Postangiography Headache


Nabih M Ramadan, Director, Ambulatory Headache Clinic, Department of Neurology, K-11, Henry Ford Hospital & Health Sciences Center, Detroit, MI 48202-2689


In order to study the frequency and characteristics of post-angiography headache, we interviewed 45 consecutive patients (mean age ± SD= 57 ± 15 years; M/F=15/30) who underwent transfemoral cerebral angiography for: ischemic cerebrovascular disease (n=33); suspected arteriovenous malformations (n=4; one confirmed); suspected cerebral aneurysm (n=5; two confirmed); and arterial dissection (n=3; one confirmed and one was a follow-up study of a previously demonstrated dissection). Postangiography headache developed in 15 (33%) patients, 125 ± 99 min after the completion of the study. It was unilateral in nine (60%) patients, homolateral to the usual side of migraine headache in two of three migraineurs, and pulsating in six (40%).

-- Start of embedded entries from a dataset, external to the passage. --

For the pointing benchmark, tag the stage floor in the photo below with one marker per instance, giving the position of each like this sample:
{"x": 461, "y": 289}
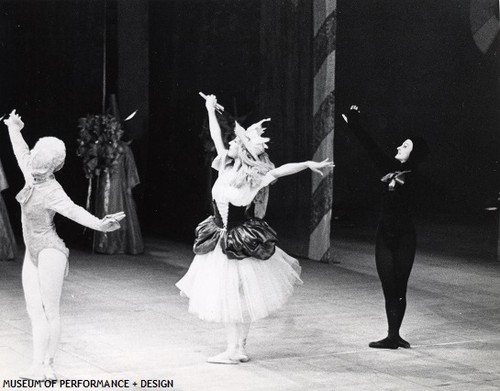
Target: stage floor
{"x": 123, "y": 318}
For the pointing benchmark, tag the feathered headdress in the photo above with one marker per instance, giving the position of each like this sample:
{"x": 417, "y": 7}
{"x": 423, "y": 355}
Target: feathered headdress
{"x": 252, "y": 138}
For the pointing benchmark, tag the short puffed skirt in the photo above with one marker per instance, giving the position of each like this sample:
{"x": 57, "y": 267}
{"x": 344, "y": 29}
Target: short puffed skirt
{"x": 245, "y": 290}
{"x": 252, "y": 238}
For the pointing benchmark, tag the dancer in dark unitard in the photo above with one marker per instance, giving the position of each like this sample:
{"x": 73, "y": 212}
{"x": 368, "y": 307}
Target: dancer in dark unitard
{"x": 396, "y": 238}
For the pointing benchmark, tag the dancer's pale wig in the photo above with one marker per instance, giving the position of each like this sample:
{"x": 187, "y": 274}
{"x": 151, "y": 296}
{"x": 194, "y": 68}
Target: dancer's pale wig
{"x": 47, "y": 156}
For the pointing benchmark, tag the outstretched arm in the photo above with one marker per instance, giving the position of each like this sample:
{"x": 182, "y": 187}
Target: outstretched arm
{"x": 213, "y": 124}
{"x": 293, "y": 168}
{"x": 59, "y": 202}
{"x": 21, "y": 149}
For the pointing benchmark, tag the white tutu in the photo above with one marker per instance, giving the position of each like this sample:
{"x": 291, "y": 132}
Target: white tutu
{"x": 230, "y": 290}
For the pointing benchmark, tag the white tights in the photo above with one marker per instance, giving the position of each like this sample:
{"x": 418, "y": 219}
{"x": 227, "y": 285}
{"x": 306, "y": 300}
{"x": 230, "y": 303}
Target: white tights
{"x": 42, "y": 287}
{"x": 236, "y": 334}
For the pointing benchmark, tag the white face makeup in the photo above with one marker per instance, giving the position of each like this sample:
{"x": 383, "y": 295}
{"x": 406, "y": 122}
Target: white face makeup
{"x": 404, "y": 151}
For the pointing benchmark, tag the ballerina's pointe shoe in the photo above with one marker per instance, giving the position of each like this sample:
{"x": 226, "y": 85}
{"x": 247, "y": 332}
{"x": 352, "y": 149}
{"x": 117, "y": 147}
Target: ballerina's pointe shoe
{"x": 224, "y": 358}
{"x": 403, "y": 344}
{"x": 35, "y": 372}
{"x": 386, "y": 343}
{"x": 49, "y": 372}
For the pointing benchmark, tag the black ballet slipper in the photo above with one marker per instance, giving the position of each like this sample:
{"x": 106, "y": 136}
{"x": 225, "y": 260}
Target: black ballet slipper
{"x": 386, "y": 343}
{"x": 403, "y": 344}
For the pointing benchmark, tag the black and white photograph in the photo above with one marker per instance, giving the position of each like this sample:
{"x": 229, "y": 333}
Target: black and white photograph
{"x": 250, "y": 195}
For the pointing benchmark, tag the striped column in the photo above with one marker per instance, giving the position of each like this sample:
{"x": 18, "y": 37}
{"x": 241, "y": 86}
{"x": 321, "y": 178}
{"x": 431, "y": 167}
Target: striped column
{"x": 325, "y": 21}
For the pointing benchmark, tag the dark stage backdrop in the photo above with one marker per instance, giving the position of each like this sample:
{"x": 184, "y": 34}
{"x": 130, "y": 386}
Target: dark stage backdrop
{"x": 413, "y": 67}
{"x": 51, "y": 70}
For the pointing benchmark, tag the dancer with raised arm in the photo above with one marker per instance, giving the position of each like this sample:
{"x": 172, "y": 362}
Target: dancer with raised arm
{"x": 8, "y": 247}
{"x": 46, "y": 257}
{"x": 396, "y": 238}
{"x": 238, "y": 274}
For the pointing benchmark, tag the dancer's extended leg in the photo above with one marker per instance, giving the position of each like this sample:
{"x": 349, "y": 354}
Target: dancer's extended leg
{"x": 39, "y": 322}
{"x": 229, "y": 356}
{"x": 243, "y": 330}
{"x": 51, "y": 269}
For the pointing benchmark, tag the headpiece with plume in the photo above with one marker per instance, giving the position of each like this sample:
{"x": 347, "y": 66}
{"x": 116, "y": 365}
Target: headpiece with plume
{"x": 252, "y": 138}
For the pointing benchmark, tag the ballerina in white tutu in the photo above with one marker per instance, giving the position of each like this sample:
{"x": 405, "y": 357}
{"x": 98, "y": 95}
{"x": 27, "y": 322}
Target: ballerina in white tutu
{"x": 239, "y": 275}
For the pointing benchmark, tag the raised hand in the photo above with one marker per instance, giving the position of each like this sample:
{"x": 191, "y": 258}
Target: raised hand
{"x": 318, "y": 166}
{"x": 211, "y": 102}
{"x": 14, "y": 121}
{"x": 112, "y": 222}
{"x": 352, "y": 118}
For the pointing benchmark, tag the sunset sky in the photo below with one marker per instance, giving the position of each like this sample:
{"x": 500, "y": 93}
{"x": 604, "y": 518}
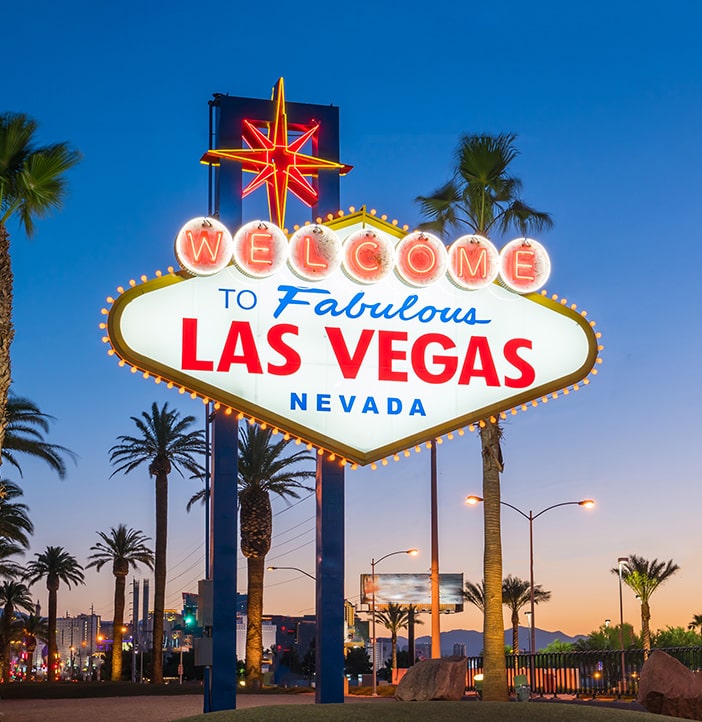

Nausea, vomiting, photophobia, and phonophobia accompanied postangiography headache in 20%, 7%, 33%, and 20% respectively. Postangiography headache fulfilled the International Headache Society criteria for migraine without aura (except for the number of attacks) in 27% of patients. Patients with and those without postangiography headache were comparable in mean age, sex, and indication for angiography. Fifty-three percent (8/15) of patients with postangiography headache and 23% (7/30) of the non postangiography headache group reported prior recurrent headaches (P =0.047, likelihood ratio chi-square). Postangiography headache has the characteristics of delayed arterial pain which may be related to a catheter-induced or contrast dye-induced release of vasoactive substances, notably nitric oxide and serotonin.